Calcium‐dependent DNA damage and adenosine 3′,5′‐cyclic monophosphate‐ independent glycogen phosphorylase activation in an in vitro model of acetaminophen‐induced liver injury

Abstract Acetaminophen (N‐acetyl‐p‐aminophenol [APAP]) hepatotoxicity is a process characterized by Ca 2+ deregulation. Cellular functions utilizing Ca 2+ as a second messenger molecule affect both cytosolic and nuclear signal transduction. Many studies have independently shown Ca 2+ ‐ related effects on target molecules in response to toxic doses of APAP; however, the primary Ca 2+ target resulting in liver necrosis has not been determined. We hypothesize that Ca 2+ ‐dependent DNA damage is a critical event in liver necrosis caused by alkylating hepatotoxins. In this study, Ca 2+ ‐dependent endonuclease activity was determined from DNA single‐strand lesions measured by fluorometric analysis of DNA unwinding. The status of cytosolic Ca 2+ was determined by measuring Ca 2+ ‐dependent activation of glycogen phosphorylase a. Primary cultures of mouse hepatocytes exposed to a toxic concentration of APAP showed twofold and greater increases in glycogen phosphorylase a stimulation at 6 hours, which was reversible with Ca 2+ ‐chelating agents.

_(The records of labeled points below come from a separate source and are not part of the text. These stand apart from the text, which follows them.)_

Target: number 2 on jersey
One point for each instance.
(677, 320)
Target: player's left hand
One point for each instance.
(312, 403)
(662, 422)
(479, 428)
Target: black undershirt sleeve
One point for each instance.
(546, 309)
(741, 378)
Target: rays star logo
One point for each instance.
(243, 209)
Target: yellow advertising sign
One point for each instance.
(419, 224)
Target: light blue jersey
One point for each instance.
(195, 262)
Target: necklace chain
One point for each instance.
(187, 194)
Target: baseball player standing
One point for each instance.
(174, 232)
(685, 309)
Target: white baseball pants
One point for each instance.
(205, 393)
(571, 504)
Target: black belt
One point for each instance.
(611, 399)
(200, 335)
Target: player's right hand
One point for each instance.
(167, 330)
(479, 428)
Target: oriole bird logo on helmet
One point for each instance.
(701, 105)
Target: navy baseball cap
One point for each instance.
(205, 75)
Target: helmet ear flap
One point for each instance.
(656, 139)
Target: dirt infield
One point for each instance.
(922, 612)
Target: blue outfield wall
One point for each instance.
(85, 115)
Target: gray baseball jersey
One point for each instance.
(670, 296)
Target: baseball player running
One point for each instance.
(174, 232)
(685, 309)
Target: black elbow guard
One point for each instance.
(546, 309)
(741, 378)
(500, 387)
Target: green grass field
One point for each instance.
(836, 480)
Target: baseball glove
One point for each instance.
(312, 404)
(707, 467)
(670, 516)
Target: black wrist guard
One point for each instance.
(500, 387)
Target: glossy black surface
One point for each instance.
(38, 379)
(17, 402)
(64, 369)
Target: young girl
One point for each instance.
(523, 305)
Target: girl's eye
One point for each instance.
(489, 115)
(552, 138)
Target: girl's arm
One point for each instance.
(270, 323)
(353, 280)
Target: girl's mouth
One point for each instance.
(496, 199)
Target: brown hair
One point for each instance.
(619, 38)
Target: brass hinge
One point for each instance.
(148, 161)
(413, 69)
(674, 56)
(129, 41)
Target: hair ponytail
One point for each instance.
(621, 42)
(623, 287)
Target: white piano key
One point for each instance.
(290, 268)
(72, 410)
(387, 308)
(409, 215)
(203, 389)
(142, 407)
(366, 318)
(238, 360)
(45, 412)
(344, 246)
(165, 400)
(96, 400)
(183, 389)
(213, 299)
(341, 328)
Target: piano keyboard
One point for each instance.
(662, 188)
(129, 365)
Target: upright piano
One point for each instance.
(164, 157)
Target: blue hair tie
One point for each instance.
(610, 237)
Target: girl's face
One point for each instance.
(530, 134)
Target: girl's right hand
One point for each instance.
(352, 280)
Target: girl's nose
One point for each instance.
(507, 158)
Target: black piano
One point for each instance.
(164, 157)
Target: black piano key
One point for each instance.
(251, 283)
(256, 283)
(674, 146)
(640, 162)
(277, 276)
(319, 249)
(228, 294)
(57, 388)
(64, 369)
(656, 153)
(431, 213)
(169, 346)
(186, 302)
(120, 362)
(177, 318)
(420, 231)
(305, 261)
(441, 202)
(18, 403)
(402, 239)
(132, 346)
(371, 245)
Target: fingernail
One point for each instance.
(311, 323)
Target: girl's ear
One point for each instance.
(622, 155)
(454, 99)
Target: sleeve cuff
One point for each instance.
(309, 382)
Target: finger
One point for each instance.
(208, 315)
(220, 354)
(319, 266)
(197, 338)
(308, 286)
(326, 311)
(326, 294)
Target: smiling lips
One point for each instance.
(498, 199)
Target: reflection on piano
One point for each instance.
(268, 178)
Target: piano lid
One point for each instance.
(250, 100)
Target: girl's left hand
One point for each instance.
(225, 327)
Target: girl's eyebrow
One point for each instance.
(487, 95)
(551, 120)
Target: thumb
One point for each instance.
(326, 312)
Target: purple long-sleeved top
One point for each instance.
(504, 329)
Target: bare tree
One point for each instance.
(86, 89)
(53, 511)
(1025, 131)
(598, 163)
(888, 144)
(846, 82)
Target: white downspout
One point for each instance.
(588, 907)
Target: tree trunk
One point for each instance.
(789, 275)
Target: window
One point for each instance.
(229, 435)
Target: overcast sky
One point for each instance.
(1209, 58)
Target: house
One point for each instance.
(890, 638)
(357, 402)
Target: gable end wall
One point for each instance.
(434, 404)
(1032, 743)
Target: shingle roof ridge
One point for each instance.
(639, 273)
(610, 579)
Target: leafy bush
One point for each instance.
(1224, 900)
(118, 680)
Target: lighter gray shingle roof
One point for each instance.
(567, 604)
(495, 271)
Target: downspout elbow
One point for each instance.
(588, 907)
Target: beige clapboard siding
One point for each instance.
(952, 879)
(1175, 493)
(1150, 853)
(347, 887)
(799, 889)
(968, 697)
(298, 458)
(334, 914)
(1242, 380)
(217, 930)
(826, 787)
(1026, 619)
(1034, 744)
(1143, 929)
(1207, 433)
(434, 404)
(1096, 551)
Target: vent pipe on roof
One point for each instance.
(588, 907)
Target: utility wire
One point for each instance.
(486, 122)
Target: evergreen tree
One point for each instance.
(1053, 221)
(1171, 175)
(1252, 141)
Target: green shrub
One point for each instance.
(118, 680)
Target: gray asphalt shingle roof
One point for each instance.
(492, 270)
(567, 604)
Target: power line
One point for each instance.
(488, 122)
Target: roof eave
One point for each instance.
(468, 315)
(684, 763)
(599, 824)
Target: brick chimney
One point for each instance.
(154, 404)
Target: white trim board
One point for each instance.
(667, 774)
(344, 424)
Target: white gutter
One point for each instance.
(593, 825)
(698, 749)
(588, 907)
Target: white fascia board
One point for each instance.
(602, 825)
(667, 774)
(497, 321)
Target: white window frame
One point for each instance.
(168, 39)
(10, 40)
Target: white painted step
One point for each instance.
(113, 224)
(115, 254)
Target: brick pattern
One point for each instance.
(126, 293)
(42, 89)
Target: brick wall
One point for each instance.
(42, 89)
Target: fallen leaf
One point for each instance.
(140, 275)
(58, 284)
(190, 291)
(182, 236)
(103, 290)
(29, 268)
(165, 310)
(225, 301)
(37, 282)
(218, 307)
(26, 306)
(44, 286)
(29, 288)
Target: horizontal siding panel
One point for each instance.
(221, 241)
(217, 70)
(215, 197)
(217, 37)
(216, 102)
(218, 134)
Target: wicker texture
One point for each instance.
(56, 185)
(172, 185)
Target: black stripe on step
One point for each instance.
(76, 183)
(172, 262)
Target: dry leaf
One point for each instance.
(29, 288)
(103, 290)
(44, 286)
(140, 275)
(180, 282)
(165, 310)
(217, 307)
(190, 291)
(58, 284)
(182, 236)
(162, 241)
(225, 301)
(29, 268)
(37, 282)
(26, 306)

Cell death was preceded by a large decline in intact, double‐stranded DNA. Following toxic administration of APAP, the percentage of total double‐ stranded DNA was significantly reduced by 2 hours. At 6 and 24 hours, genomic integrity was compromised by 26% and 37%, respectively, compared with untreated controls. Hepatotoxic effects of APAP‐mediated Ca 2+ deregulation were confirmed in both primary mouse hepatocytes and the human hepatoblastoma HepG2 cell line by lactate dehydrogenase (LDH) release and tetrazolium reduction using the 3‐4,5‐dimethylthiazole‐2‐yl‐ 2,5‐diphenyltetrazolium bromide thiazol blue(MTT) assay. The Ca 2+ chelator, ethylene glycol‐bis (β‐aminoethyl ether) N ′, N ′, N ′, N ′‐ tetraacetic acid (EGTA), blocked APAP‐induced phosphorylase a activation and necrotic cell death, but failed to inhibit phosphorylase a activation by the adenosine 3′,5′‐cyclic monophosphate (cAMP) analogue, dibutyryl cAMP, indicating little or no contribution of the cAMP pathway to phosphorylase a stimulation during APAP‐induced necrotic death. Results with these in vitro models of liver injury are interpreted as supporting the hypothesis that increased Ca 2+ availability plays a major role in the progression of APAP‐dependent cellular necrosis, and that the nucleus is a critical target for APAP hepatotoxicity.